Join the University of Chicago’s Chicago Project on Security and Threats for its annual Hagel Lecture today at 6:00 p.m. EDT. Former Secretary of Defense Chuck Hagel will be joined by former US Ambassador to Russia Michael McFaul and Professor Robert Pape to explore democratic stability, international security, and the way forward in Europe after Russia’s invasion of Ukraine.
Image credit: Ministry of Defense of Ukraine
At approximately the 1:02 point in this podcast, Ambassador McFaul — via a discussion that he once had with now deceased/assassinated Boris Nemtsov — may provide the best argument for why Ukraine (and/or Taiwan for that matter?) should not be allowed to fall.
This such argument being that both Ukraine and Taiwan view the world much like we in the U.S./the West do — that is — not so much through such "primitive"/"backward" things as race, ethnicity, nationality, gender, etc. — but more through such things as capitalism, markets and trade.
(Upon listening to this portion of the podcast, would you say that I have stated this right/correctly? If not, then please give me a hand here.)
Consider the future of the liberal international order (and the place of the war in Ukraine therein) from the following perspective:
Post-the Old Cold War, the U.S./the West set about trying to achieve "revolutionary change" — both at home in our own states and societies and indeed elsewhere throughout the world — this, so that these such states and societies might come to better interact with, better provide for and better benefit from such things as capitalism, globalization and the global economy.
These such post-Old Cold War "achieve revolutionary change both at home and abroad" efforts (much like the "achieve revolutionary change both at home and abroad" efforts of the Soviets/the communist in the Old Cold War) (a) clearly and existentially threatened the status quo both at home and abroad and, thus, (b) clearly and existentially threatened the conservatives, the traditionalists, etc. — both here at home and there abroad — both of whom depended on/depend upon the status quo for their power, influence, control, privilege, status, safety, security, etc.
These such threatened conservatives, traditionalists, etc., everywhere — in these such circumstances — occasionally came to see each other as "natural allies." Here is example of this such phenomenon:
“Compounding it all, Russia’s dictator has achieved all of this while creating sympathy in elements of the Right that mirrors the sympathy the Soviet Union achieved in elements of the Left.
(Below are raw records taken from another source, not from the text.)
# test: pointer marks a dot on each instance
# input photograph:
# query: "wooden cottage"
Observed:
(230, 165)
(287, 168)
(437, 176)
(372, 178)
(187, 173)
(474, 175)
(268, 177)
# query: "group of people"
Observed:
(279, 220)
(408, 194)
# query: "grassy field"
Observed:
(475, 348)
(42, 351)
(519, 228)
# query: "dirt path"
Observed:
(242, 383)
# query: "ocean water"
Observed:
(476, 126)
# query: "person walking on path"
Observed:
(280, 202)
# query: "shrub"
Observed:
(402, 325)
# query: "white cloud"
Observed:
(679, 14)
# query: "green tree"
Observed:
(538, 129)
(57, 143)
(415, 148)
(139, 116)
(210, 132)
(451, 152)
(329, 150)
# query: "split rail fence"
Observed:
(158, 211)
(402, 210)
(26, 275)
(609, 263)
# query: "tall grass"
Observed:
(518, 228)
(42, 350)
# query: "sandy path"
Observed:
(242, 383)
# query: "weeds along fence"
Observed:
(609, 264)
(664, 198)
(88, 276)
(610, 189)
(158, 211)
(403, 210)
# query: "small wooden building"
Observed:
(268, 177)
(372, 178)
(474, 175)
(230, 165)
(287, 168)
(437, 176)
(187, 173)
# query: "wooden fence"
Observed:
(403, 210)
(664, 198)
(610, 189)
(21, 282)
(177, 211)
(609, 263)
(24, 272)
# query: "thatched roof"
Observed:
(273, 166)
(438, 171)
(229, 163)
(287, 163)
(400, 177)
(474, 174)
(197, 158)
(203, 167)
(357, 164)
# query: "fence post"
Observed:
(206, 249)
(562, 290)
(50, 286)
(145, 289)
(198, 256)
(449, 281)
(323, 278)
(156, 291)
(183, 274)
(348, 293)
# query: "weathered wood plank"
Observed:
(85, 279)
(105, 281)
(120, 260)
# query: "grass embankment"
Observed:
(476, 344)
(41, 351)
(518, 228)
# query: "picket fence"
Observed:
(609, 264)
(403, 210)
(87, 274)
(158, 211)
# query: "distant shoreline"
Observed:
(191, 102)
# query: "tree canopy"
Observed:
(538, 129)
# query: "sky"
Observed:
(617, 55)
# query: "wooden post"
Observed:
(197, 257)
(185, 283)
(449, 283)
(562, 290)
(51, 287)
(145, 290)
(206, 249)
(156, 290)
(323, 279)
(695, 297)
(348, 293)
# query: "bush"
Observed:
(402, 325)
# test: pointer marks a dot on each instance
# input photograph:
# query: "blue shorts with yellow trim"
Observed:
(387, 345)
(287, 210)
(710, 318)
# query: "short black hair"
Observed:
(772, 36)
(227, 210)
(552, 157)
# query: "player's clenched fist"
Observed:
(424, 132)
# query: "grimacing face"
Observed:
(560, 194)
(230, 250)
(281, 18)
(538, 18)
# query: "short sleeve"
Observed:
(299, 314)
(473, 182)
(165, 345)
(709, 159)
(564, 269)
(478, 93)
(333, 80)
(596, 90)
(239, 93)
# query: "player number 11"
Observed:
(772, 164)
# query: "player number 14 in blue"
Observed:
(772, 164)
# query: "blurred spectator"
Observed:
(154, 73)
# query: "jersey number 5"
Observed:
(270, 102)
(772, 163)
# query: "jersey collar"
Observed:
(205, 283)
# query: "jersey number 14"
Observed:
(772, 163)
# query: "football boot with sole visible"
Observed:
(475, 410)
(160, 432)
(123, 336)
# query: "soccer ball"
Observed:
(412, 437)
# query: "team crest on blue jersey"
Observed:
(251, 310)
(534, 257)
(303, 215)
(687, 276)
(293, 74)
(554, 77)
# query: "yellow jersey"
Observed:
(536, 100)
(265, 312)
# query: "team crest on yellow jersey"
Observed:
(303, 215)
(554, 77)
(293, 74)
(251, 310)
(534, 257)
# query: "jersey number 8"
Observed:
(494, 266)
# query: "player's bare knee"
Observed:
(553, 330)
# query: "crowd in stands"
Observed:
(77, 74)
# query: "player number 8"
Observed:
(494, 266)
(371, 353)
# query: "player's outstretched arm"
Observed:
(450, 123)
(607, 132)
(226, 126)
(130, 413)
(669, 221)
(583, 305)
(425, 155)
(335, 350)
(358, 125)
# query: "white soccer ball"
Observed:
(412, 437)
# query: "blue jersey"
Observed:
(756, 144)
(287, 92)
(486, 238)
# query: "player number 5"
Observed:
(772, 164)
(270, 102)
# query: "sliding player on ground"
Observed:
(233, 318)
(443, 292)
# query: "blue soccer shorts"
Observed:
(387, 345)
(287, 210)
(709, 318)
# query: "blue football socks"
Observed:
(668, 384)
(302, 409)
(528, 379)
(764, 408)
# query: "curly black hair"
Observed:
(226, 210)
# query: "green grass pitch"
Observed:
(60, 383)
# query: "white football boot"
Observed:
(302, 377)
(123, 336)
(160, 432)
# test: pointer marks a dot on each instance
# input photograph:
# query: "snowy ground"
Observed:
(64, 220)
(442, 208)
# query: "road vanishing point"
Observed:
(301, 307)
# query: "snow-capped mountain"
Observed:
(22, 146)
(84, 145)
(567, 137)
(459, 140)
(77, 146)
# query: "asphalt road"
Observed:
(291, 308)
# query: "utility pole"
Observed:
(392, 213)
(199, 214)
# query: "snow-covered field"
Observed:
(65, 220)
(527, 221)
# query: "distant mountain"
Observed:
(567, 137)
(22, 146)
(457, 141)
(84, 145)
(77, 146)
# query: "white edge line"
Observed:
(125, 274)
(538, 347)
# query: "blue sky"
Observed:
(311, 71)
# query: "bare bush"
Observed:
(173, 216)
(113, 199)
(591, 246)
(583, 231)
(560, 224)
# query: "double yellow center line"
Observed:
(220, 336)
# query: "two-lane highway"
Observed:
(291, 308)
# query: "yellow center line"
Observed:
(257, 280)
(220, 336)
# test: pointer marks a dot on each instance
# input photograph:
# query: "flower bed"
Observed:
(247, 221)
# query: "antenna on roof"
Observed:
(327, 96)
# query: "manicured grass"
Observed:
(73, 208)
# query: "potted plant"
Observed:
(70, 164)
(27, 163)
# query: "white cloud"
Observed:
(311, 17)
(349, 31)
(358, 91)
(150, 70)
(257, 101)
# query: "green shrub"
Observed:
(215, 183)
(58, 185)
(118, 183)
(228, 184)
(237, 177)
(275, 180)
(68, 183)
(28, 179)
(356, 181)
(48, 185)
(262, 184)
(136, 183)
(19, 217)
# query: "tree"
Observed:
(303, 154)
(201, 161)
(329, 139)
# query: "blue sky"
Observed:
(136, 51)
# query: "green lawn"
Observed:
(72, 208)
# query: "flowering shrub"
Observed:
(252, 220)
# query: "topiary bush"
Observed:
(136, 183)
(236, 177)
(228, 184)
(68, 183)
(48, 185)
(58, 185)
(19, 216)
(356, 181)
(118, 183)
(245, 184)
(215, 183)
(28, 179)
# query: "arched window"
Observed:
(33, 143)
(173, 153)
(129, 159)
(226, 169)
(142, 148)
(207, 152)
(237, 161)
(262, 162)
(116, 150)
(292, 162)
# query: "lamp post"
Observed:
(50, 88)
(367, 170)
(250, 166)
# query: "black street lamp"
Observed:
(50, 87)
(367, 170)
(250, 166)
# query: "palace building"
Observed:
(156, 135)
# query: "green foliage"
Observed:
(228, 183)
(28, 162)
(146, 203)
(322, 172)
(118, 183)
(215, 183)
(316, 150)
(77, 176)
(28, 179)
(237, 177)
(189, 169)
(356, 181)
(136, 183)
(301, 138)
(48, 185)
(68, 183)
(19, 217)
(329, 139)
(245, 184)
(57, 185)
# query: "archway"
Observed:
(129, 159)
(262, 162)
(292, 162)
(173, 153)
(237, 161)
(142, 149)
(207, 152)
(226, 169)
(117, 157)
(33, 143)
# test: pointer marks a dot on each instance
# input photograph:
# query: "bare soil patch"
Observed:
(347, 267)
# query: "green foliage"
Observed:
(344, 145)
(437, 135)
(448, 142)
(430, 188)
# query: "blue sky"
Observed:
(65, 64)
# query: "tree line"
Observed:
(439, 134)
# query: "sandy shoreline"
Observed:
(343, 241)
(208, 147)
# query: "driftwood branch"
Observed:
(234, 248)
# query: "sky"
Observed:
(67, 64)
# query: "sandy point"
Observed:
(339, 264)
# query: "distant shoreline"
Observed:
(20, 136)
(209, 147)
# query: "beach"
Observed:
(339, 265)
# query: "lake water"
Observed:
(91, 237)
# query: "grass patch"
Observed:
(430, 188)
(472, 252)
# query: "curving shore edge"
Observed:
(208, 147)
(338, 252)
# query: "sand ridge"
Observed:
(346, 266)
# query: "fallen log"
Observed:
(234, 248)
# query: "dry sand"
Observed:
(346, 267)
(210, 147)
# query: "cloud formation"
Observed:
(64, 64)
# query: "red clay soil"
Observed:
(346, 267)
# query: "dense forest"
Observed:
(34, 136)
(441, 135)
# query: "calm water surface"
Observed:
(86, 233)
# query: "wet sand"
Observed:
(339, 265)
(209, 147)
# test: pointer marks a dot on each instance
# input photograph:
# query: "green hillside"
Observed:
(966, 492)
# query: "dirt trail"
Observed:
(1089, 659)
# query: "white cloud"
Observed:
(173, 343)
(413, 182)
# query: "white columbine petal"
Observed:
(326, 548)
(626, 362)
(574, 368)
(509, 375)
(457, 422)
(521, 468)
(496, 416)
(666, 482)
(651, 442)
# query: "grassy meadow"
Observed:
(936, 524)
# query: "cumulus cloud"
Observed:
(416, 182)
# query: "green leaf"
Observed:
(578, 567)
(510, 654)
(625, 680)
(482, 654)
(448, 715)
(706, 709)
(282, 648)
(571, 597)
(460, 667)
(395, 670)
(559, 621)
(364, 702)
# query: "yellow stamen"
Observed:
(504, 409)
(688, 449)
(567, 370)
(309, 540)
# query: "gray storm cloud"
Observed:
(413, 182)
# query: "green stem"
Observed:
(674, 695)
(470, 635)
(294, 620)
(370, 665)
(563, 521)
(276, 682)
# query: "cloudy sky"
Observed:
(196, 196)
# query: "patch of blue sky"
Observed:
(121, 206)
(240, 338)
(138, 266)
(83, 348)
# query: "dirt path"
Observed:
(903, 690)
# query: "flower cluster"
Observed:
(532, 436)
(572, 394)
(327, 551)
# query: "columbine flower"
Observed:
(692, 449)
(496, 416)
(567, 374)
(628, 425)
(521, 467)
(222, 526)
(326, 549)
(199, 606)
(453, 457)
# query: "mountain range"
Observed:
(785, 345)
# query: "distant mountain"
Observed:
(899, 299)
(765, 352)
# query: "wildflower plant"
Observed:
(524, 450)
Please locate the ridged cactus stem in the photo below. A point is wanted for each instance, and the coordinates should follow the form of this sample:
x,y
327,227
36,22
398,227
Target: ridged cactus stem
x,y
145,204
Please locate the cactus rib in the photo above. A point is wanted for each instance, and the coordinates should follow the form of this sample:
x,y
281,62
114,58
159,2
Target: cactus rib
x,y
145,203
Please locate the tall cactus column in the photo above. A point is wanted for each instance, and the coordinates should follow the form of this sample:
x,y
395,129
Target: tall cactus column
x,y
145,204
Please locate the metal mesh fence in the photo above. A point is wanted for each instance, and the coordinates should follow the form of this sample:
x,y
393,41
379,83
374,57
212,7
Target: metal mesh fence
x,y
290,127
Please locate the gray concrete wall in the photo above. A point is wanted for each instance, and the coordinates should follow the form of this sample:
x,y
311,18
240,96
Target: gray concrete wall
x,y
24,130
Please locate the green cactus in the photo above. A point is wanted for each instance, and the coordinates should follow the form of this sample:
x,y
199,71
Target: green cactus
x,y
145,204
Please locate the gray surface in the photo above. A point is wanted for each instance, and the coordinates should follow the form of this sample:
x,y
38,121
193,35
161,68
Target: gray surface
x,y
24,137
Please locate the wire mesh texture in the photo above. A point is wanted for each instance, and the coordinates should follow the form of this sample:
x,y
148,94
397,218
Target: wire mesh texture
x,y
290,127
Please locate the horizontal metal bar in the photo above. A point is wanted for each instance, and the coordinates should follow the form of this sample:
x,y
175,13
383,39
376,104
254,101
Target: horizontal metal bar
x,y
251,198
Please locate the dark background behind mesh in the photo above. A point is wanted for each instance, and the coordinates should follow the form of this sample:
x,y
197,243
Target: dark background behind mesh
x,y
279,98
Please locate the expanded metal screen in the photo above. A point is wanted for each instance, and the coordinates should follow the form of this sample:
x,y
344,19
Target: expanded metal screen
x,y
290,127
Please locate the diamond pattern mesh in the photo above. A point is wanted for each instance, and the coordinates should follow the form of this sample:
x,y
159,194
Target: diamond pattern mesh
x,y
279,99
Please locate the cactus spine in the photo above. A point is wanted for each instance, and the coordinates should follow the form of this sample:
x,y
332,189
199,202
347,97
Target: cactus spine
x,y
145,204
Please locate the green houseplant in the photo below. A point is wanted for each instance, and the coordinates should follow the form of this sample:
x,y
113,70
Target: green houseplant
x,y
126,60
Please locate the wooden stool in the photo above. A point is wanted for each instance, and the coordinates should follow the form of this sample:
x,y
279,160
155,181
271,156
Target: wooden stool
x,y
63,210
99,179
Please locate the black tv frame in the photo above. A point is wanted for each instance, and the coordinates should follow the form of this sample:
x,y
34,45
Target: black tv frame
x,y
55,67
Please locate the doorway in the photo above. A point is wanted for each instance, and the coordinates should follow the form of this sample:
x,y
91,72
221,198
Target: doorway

In other words, Putin is expanding Russian power and influence while mounting a cultural critique that resonates with some American audiences, casting himself as a defender of Christian civilization against Islam and the godless, decadent West.”
(See the “National Review” item entitled: “How Russia Wins” by David French.)
It is from THIS such perspective, I suggest, that one might best understand why the liberal international order might now be threatened:
a. Internally by conservative/traditionalists forces inside the U.S./the West's own states and societies and
b. Externally by such nations as Russia and China.
Question: How to see the war in Ukraine from this such perspective?
Answer: As being a proxy war between:
a. The U.S./the West: Fighting to achieve "revolutionary change" both here at home and abroad; this, in the name of such things as capitalism, globalization and the global economy and
b. Such states and Russia and China: Fighting to maintain the status quo — and/or to restore a status quo anti — this latter, if too much unwanted change is thought to have already taken place. Here is an example this such "fighting back" phenomenon; in this case, coming from China today:
“This may, in fact, be the missing explanatory element. Ideologies regularly define themselves against a perceived ‘other,’ and in this case there was quite plausibly a common and powerful ‘other’ (to wit: Western liberalism) that both (Chinese) cultural conservatism and (Chinese) political leftism defined themselves against. This also explains why (Chinese) leftists have, since the 1990s, become considerably more tolerant, even accepting, of cultural conservatism than they were for virtually the entire 20th century. The need to accumulate additional ideological resources to combat a perceived Western liberal ‘other’ is a powerful one, and it seems perfectly possible that this could have overridden whatever historical antagonism, or even substantive disagreement, existed between the two positions.”
(See the April 24, 2015 Foreign Policy article “What it Means to Be ‘Liberal’ or ‘Conservative’ in China: Putting the Country’s Most Significant Political Divide in Context” by Taisu Zhang.)
Bottom Line Thought — Based on the Above:
The future of the liberal international order, thus I suggest, will be determined — both in Ukraine and elsewhere — by who wins the fight that I describe above?
Note: The items in parenthesis — in my China quote above — are mine. Apologies.
Note that — at approximately the one hour and fourteen minute point of this podcast — Ambassador McFaul states that:
a. Of the two threats to the liberal international order that I describe above — that is, the internal threat and the external threat —
b. That it is the internal threat that worries him the most.